ALLE FAMIGLIE COLPITE DALLA PERDITA DI UNA PERSONA CARA

La comunità parrocchiale – attraverso i suoi preti e i loro più stretti collaboratori – desidera essere vicina ad ogni famiglia che viene provata dalla sofferenza per la scomparsa di un suo membro, così che lo sguardo sul passaggio doloroso della malattia e della morte sia illuminato dalla fede nella Pasqua di Cristo.
Ci è caro quindi ripetere le parole che l’angelo dice alle donne presso il sepolcro di Gesù: “Perché cercate tra i morti colui che è vivo? Non è qui, è risorto” (Luca 24,5). Noi crediamo e confidiamo che questa parola si possa dire anche dei nostri cari defunti, affinché – come dice S. Paolo – “non continuiamo ad affliggerci come quelli che non hanno speranza”.

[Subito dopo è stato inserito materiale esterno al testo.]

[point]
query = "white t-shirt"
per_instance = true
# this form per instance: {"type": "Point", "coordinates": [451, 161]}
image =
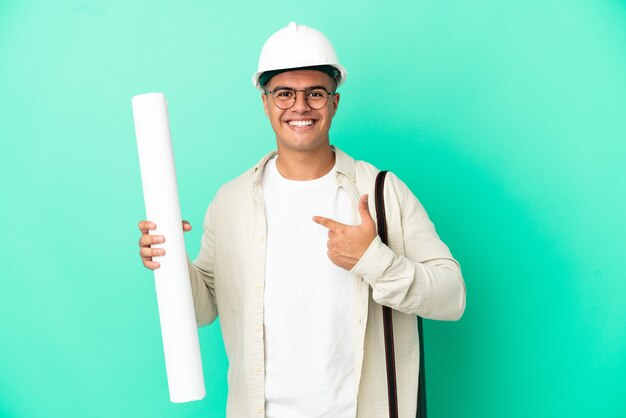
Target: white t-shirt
{"type": "Point", "coordinates": [309, 336]}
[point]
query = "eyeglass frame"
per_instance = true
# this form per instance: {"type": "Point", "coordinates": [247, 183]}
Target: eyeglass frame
{"type": "Point", "coordinates": [295, 99]}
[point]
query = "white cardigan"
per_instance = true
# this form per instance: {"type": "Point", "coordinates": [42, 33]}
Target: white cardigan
{"type": "Point", "coordinates": [415, 275]}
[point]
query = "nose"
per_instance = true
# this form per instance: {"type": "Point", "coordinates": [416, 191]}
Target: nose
{"type": "Point", "coordinates": [301, 105]}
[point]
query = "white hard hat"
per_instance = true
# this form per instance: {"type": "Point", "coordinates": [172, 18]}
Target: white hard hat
{"type": "Point", "coordinates": [298, 46]}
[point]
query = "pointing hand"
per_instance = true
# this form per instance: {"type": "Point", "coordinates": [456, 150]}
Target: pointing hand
{"type": "Point", "coordinates": [348, 243]}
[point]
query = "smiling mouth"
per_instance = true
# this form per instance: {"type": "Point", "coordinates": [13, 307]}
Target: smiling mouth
{"type": "Point", "coordinates": [300, 123]}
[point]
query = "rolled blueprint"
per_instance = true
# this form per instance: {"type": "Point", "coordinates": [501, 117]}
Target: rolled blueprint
{"type": "Point", "coordinates": [176, 312]}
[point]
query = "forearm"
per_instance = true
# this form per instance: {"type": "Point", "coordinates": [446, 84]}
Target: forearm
{"type": "Point", "coordinates": [432, 289]}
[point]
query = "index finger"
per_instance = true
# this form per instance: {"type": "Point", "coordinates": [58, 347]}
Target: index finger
{"type": "Point", "coordinates": [145, 226]}
{"type": "Point", "coordinates": [327, 222]}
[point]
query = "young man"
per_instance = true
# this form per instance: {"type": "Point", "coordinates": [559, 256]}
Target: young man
{"type": "Point", "coordinates": [291, 261]}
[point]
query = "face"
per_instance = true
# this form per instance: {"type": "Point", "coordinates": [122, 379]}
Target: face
{"type": "Point", "coordinates": [301, 128]}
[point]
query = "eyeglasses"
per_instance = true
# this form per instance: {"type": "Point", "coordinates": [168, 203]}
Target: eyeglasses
{"type": "Point", "coordinates": [316, 97]}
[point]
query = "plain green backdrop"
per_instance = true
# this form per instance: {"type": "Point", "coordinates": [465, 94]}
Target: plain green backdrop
{"type": "Point", "coordinates": [506, 118]}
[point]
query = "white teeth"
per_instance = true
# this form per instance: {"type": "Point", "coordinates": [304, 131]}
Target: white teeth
{"type": "Point", "coordinates": [300, 123]}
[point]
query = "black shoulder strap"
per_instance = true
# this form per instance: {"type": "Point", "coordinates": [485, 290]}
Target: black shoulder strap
{"type": "Point", "coordinates": [392, 390]}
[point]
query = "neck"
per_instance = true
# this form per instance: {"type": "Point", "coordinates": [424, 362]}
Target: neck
{"type": "Point", "coordinates": [309, 165]}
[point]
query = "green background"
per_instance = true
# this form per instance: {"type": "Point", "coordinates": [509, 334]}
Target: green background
{"type": "Point", "coordinates": [507, 119]}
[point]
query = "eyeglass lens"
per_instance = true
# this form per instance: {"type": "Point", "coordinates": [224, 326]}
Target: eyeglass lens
{"type": "Point", "coordinates": [285, 98]}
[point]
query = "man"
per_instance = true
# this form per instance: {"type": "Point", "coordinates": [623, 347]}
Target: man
{"type": "Point", "coordinates": [291, 261]}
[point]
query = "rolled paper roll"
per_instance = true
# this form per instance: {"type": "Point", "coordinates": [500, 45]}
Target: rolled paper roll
{"type": "Point", "coordinates": [176, 312]}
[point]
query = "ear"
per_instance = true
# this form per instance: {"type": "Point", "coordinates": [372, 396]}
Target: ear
{"type": "Point", "coordinates": [264, 99]}
{"type": "Point", "coordinates": [336, 98]}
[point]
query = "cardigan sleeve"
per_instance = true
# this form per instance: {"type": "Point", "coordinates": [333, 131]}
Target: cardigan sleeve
{"type": "Point", "coordinates": [421, 277]}
{"type": "Point", "coordinates": [201, 274]}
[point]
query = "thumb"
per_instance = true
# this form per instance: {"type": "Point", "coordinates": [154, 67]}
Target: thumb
{"type": "Point", "coordinates": [364, 211]}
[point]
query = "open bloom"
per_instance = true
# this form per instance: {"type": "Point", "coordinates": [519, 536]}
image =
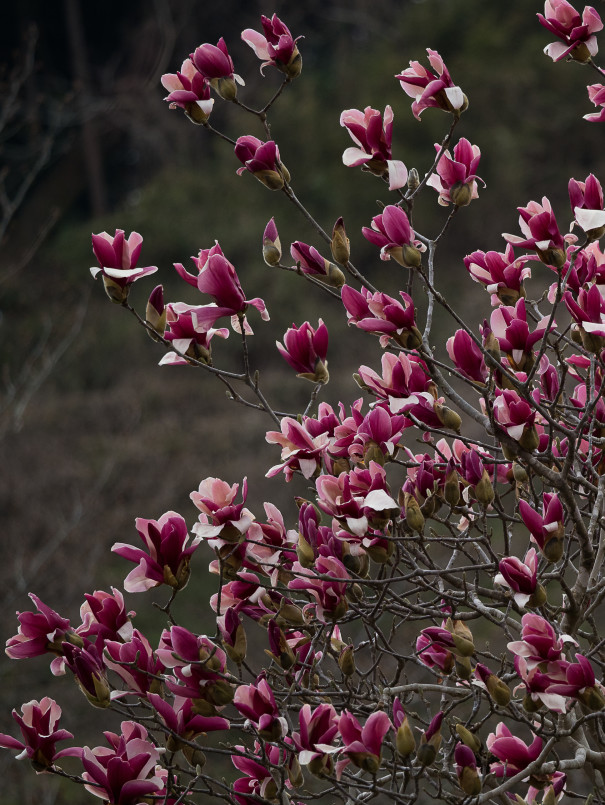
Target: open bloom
{"type": "Point", "coordinates": [305, 349]}
{"type": "Point", "coordinates": [39, 722]}
{"type": "Point", "coordinates": [215, 64]}
{"type": "Point", "coordinates": [456, 178]}
{"type": "Point", "coordinates": [391, 231]}
{"type": "Point", "coordinates": [117, 258]}
{"type": "Point", "coordinates": [165, 559]}
{"type": "Point", "coordinates": [432, 87]}
{"type": "Point", "coordinates": [576, 34]}
{"type": "Point", "coordinates": [262, 160]}
{"type": "Point", "coordinates": [373, 150]}
{"type": "Point", "coordinates": [189, 90]}
{"type": "Point", "coordinates": [513, 754]}
{"type": "Point", "coordinates": [277, 47]}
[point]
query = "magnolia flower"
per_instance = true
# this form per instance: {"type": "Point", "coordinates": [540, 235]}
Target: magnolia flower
{"type": "Point", "coordinates": [373, 138]}
{"type": "Point", "coordinates": [432, 87]}
{"type": "Point", "coordinates": [216, 65]}
{"type": "Point", "coordinates": [189, 90]}
{"type": "Point", "coordinates": [165, 559]}
{"type": "Point", "coordinates": [262, 160]}
{"type": "Point", "coordinates": [276, 47]}
{"type": "Point", "coordinates": [117, 258]}
{"type": "Point", "coordinates": [39, 723]}
{"type": "Point", "coordinates": [305, 349]}
{"type": "Point", "coordinates": [577, 34]}
{"type": "Point", "coordinates": [456, 178]}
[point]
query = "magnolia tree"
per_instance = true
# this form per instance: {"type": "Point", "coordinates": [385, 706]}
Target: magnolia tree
{"type": "Point", "coordinates": [430, 622]}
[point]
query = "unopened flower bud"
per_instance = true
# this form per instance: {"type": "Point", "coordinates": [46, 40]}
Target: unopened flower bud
{"type": "Point", "coordinates": [155, 315]}
{"type": "Point", "coordinates": [271, 244]}
{"type": "Point", "coordinates": [346, 661]}
{"type": "Point", "coordinates": [340, 244]}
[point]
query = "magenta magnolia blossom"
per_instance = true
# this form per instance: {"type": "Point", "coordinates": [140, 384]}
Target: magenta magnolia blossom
{"type": "Point", "coordinates": [127, 772]}
{"type": "Point", "coordinates": [262, 160]}
{"type": "Point", "coordinates": [276, 47]}
{"type": "Point", "coordinates": [576, 34]}
{"type": "Point", "coordinates": [383, 315]}
{"type": "Point", "coordinates": [165, 559]}
{"type": "Point", "coordinates": [513, 754]}
{"type": "Point", "coordinates": [39, 725]}
{"type": "Point", "coordinates": [117, 258]}
{"type": "Point", "coordinates": [596, 94]}
{"type": "Point", "coordinates": [392, 233]}
{"type": "Point", "coordinates": [456, 178]}
{"type": "Point", "coordinates": [373, 150]}
{"type": "Point", "coordinates": [305, 349]}
{"type": "Point", "coordinates": [189, 90]}
{"type": "Point", "coordinates": [432, 87]}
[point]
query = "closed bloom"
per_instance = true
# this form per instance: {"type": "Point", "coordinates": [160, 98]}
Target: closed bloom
{"type": "Point", "coordinates": [305, 349]}
{"type": "Point", "coordinates": [276, 47]}
{"type": "Point", "coordinates": [39, 725]}
{"type": "Point", "coordinates": [456, 178]}
{"type": "Point", "coordinates": [513, 754]}
{"type": "Point", "coordinates": [576, 34]}
{"type": "Point", "coordinates": [189, 90]}
{"type": "Point", "coordinates": [391, 231]}
{"type": "Point", "coordinates": [117, 258]}
{"type": "Point", "coordinates": [216, 65]}
{"type": "Point", "coordinates": [165, 559]}
{"type": "Point", "coordinates": [373, 135]}
{"type": "Point", "coordinates": [262, 160]}
{"type": "Point", "coordinates": [432, 87]}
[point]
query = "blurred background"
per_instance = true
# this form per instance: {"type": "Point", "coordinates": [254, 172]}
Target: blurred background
{"type": "Point", "coordinates": [92, 433]}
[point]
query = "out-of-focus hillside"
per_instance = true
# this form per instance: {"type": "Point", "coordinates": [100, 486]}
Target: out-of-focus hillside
{"type": "Point", "coordinates": [93, 433]}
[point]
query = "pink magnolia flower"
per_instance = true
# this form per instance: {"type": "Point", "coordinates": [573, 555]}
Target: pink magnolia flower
{"type": "Point", "coordinates": [104, 614]}
{"type": "Point", "coordinates": [516, 417]}
{"type": "Point", "coordinates": [310, 261]}
{"type": "Point", "coordinates": [596, 94]}
{"type": "Point", "coordinates": [262, 160]}
{"type": "Point", "coordinates": [547, 530]}
{"type": "Point", "coordinates": [391, 231]}
{"type": "Point", "coordinates": [456, 178]}
{"type": "Point", "coordinates": [329, 593]}
{"type": "Point", "coordinates": [373, 139]}
{"type": "Point", "coordinates": [577, 34]}
{"type": "Point", "coordinates": [190, 336]}
{"type": "Point", "coordinates": [301, 451]}
{"type": "Point", "coordinates": [363, 745]}
{"type": "Point", "coordinates": [467, 356]}
{"type": "Point", "coordinates": [305, 349]}
{"type": "Point", "coordinates": [165, 559]}
{"type": "Point", "coordinates": [586, 199]}
{"type": "Point", "coordinates": [542, 235]}
{"type": "Point", "coordinates": [135, 663]}
{"type": "Point", "coordinates": [513, 754]}
{"type": "Point", "coordinates": [317, 729]}
{"type": "Point", "coordinates": [229, 520]}
{"type": "Point", "coordinates": [39, 725]}
{"type": "Point", "coordinates": [500, 273]}
{"type": "Point", "coordinates": [39, 632]}
{"type": "Point", "coordinates": [189, 90]}
{"type": "Point", "coordinates": [258, 704]}
{"type": "Point", "coordinates": [383, 315]}
{"type": "Point", "coordinates": [219, 279]}
{"type": "Point", "coordinates": [519, 576]}
{"type": "Point", "coordinates": [117, 258]}
{"type": "Point", "coordinates": [276, 47]}
{"type": "Point", "coordinates": [509, 325]}
{"type": "Point", "coordinates": [216, 65]}
{"type": "Point", "coordinates": [432, 87]}
{"type": "Point", "coordinates": [127, 772]}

Rinnovando la nostra condivisione del dolore della famiglia, cogliamo l’occasione per dare alcune indicazioni pratiche relative alle modalità con cui intendiamo accompagnare il momento della morte e della celebrazione del funerale cristiano.

DALLA MORTE ALLA CELEBRAZIONE
Insieme alle normali pratiche che vengono affidate all’agenzia funebre, chiediamo che al più presto qualche familiare contatti direttamente il parroco o il sacerdote referente. Si potrà così concordare il momento di una visita in casa (se il defunto vi è custodito) per la benedizione e anche per l’eventuale preghiera serale del S. Rosario, che può essere recitato anche senza la presenza del sacerdote. Si vedrà invece con i parenti che cosa è possibile fare quando la salma rimane in ospedale. Talvolta può essere opportuno – se è possibile – che il feretro sia accolto in chiesa circa mezz’ora prima delle esequie, dedicando il tempo di attesa alla recita del Rosario. Non sono ammessi cortei funebri per le strade cittadine.

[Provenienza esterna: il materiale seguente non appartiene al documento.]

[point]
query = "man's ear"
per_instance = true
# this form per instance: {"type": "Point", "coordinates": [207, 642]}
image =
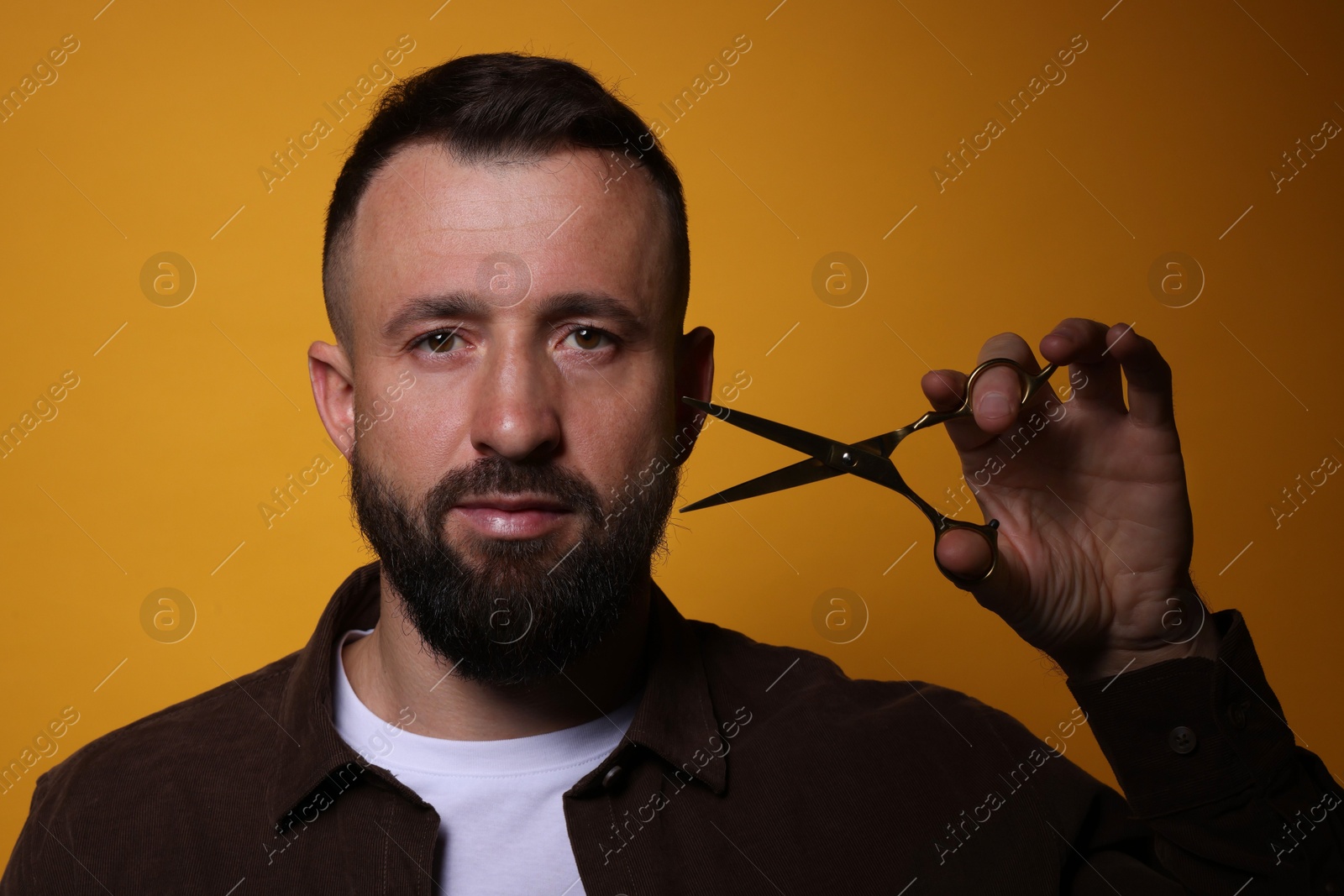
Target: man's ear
{"type": "Point", "coordinates": [333, 391]}
{"type": "Point", "coordinates": [694, 378]}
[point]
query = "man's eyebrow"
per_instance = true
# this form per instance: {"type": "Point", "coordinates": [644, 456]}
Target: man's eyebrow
{"type": "Point", "coordinates": [457, 304]}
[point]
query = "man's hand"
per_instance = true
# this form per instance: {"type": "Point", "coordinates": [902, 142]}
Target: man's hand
{"type": "Point", "coordinates": [1095, 531]}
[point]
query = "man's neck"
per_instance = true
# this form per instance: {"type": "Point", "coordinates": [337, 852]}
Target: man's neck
{"type": "Point", "coordinates": [390, 669]}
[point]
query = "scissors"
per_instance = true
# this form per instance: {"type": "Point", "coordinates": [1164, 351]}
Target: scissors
{"type": "Point", "coordinates": [870, 459]}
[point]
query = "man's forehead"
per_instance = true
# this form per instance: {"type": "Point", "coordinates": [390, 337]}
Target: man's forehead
{"type": "Point", "coordinates": [423, 190]}
{"type": "Point", "coordinates": [575, 221]}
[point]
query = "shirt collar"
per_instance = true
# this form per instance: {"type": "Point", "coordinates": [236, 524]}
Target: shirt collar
{"type": "Point", "coordinates": [675, 718]}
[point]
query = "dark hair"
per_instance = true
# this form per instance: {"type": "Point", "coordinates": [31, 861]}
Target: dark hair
{"type": "Point", "coordinates": [497, 105]}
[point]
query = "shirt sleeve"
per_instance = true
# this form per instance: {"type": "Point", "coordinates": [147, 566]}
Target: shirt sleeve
{"type": "Point", "coordinates": [1210, 766]}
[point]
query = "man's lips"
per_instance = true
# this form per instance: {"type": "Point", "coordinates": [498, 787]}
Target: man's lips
{"type": "Point", "coordinates": [512, 517]}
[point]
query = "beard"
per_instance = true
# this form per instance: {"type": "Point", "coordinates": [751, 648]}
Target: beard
{"type": "Point", "coordinates": [514, 611]}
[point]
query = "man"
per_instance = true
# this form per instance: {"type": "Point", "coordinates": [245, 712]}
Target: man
{"type": "Point", "coordinates": [506, 703]}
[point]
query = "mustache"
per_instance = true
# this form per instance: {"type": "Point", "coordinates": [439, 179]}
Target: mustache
{"type": "Point", "coordinates": [499, 476]}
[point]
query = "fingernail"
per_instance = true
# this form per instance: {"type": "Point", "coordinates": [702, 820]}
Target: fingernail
{"type": "Point", "coordinates": [995, 405]}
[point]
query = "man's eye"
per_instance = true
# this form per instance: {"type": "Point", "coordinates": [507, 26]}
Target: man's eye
{"type": "Point", "coordinates": [589, 338]}
{"type": "Point", "coordinates": [438, 343]}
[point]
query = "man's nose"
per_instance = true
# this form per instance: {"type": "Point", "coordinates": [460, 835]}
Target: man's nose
{"type": "Point", "coordinates": [517, 406]}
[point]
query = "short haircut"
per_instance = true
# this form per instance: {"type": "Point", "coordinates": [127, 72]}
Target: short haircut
{"type": "Point", "coordinates": [497, 107]}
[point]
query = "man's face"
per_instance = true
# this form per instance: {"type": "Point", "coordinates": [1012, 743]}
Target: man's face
{"type": "Point", "coordinates": [522, 317]}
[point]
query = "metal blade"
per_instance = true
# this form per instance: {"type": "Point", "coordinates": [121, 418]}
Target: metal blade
{"type": "Point", "coordinates": [799, 439]}
{"type": "Point", "coordinates": [788, 477]}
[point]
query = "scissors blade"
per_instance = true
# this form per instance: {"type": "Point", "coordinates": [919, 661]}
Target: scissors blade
{"type": "Point", "coordinates": [801, 473]}
{"type": "Point", "coordinates": [799, 439]}
{"type": "Point", "coordinates": [788, 477]}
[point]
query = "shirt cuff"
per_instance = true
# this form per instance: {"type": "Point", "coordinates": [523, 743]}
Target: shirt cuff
{"type": "Point", "coordinates": [1184, 732]}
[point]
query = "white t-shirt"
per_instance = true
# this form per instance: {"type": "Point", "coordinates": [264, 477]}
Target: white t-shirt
{"type": "Point", "coordinates": [499, 802]}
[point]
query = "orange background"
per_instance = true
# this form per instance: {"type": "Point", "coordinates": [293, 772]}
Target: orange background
{"type": "Point", "coordinates": [1160, 139]}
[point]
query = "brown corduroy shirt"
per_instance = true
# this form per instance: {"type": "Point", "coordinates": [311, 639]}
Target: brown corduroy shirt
{"type": "Point", "coordinates": [748, 768]}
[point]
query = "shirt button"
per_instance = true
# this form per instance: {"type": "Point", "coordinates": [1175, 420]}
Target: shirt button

LA CELEBRAZIONE DEL FUNERALE CRISTIANO
Gli elementi che la compongono sono: l’ascolto della Parola di Dio e la Liturgia Eucaristica. Di per sé questa seconda parte ha senso se i familiari partecipano pienamente ricevendo la S. Comunione (opportunamente preparata con la Confessione). Durante la celebrazione non sono permessi interventi di alcun genere. È consentita al termine della celebrazione e previo accordo con il celebrante, la lettura di una preghiera o di un breve ricordo del defunto.


DALLA CELEBRAZIONE ALLA SEPOLTURA
Normalmente il sacerdote interviene per una preghiera e una benedizione della tomba durante la sepoltura (solo quando questa avviene in uno dei cimiteri cittadini). Pur preferendo la sepoltura per inumazione, la Chiesa accetta anche la cremazione, ma non  condivide la conservazione in casa delle ceneri o la loro casuale dispersione, poiché un luogo su cui pregare aiuta l’elaborazione del lutto. La preghiera per la tumulazione dell’urna con le ceneri avverrà sempre nella mattinata di sabato.

IL RICORDO E LA PREGHIERA PER I DEFUNTI
Oltre che al momento della celebrazione delle esequie, la comunità parrocchiale ricorderà il defunto in tutte le Messe della Domenica successiva al funerale ed, eventualmente, in qualche altra celebrazione concordata con i familiari.